第190話
「大丈夫か?」
「……」
少女は、意識を取り戻したようだが虚ろな眼差しで静かに俺とリネラスを見ている。
これは、まさか……。
俺は後ろを振り返ると。
「もう大丈夫、冒険者ギルドが助けにきたからね」
リネラスの言葉に少女は虚ろな眼差しのまま、俺を見た後にリネラスを見て。
「冒険者ギルド……? お、おねえちゃんも助けてくれた?」
少女の言葉を聞いた俺は、誰の事か問いただそうとした所で、リネラスが手を翳して俺の行動を制止してきた。
そして少女は、気を失ってしまった。
「リネラス、この少女を知っているのか?」
俺の言葉にリネラスは頷いてくる。
「セイレスの妹のセインです。
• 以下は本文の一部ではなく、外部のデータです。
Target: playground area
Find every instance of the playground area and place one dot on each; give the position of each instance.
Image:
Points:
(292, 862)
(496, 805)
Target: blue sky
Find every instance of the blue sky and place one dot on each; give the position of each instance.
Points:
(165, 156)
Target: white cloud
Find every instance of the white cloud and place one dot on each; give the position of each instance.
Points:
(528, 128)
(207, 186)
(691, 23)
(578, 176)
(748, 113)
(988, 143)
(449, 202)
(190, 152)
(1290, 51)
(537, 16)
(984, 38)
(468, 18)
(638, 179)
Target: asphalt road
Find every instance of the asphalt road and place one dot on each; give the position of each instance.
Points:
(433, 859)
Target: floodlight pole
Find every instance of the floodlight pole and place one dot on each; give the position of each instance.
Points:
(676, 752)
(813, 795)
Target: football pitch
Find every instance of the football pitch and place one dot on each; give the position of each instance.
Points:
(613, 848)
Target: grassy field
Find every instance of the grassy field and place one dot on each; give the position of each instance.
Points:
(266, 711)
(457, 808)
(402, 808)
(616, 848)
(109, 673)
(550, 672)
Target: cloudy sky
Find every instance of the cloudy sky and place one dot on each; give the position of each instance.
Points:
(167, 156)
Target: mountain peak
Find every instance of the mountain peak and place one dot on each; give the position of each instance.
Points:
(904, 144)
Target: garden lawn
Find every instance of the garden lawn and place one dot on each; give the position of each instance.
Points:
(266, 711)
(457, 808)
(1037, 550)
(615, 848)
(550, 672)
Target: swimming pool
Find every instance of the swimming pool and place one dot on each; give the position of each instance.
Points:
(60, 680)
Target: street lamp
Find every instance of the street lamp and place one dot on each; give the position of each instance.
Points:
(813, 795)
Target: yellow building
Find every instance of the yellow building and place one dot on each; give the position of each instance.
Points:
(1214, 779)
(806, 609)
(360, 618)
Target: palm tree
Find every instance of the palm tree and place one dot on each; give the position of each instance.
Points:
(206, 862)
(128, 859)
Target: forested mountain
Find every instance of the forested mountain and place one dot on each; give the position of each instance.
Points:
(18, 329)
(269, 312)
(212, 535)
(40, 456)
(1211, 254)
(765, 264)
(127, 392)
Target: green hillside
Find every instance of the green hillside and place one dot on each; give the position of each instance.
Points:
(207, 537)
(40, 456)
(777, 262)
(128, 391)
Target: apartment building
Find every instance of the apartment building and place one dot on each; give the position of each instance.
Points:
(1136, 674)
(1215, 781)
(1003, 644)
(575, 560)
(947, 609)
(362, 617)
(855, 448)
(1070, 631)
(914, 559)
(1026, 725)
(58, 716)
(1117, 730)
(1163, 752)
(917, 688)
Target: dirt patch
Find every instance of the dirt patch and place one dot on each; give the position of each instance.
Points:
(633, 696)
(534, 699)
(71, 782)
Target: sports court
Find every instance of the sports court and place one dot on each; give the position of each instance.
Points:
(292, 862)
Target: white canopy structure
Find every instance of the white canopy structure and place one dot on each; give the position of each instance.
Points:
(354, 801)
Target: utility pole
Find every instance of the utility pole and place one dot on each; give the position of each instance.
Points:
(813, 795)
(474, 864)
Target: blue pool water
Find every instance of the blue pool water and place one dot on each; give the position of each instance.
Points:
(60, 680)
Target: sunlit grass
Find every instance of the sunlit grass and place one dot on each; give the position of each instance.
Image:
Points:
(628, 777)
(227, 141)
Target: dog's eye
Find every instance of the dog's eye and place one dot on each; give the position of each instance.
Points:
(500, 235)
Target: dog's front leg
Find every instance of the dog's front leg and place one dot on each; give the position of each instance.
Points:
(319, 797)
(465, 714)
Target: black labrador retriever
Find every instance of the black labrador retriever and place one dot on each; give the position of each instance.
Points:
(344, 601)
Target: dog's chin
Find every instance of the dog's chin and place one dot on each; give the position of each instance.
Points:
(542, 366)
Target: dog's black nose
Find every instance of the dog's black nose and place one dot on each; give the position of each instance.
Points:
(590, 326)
まさか、こんな小さな子まで」
「居た堪れないな、連れ去られた冒険者ギルド関係者の唯一の生存者か」
俺は溜息をつきながら兵士が戻ってきたら困ると思い、【探索】の魔法を再度発動させる。
そして気がつく。
まさかな……。
俺はすぐに小部屋から出ると【風刃】の魔法を発動させセイレスを釣り上げていた鎖を切り裂く。
「ユ、ユウマ!? どうしたんですか?」
「もしかしたら……セイレスを助ける事が出来るかもしれない!」
人間を構成する物質の中で、思考などを司りっており未だに解明されてない部分こそがニューロンだ。
俺の知識では、それを修復する術がない。
だから、死んだ場合は生き返らせる事が出来ない。
つまり逆を言えば、脳さえ無事なら!
俺は、倒れてきたセイレスを受け止めながら【肉体修復】の魔法を発動。
傷ついたその体を細胞単位で修復していく。
「ユ……ユウマ? い、一体なのを?」
俺とリネラスが見ている間にも四肢を失い体中に怪我を負ったセイレスの体が修復されていく。
そして……。
完全に肉体を修復された女性、セイレスはゆっくりと目を開けていく。
俺はその様子を見て溜息をついた。
まさか、呼吸が止まっていただけとは思わなかった。
それにしても……死んでいたら、リネラスや少女にどれだけの傷跡を残したのか想像すらできない。
「セイレス!」
リネラスがおんぶしていた少女を俺は引きうけて抱き抱えると、セイレスとリネラスは二人して抱き締め合って涙を流している。
俺は二人と見た後に、一つ重要な事に気がついた。
3人もいると俺が抱いて走って帰る訳にはいかないのだ。
また問題が発生してしまったな。
まぁ……それでも今は、この奇跡を喜ぼうじゃないか。
俺はリネラスとセイレスの二人を見て、そう思わずにはいられなかった。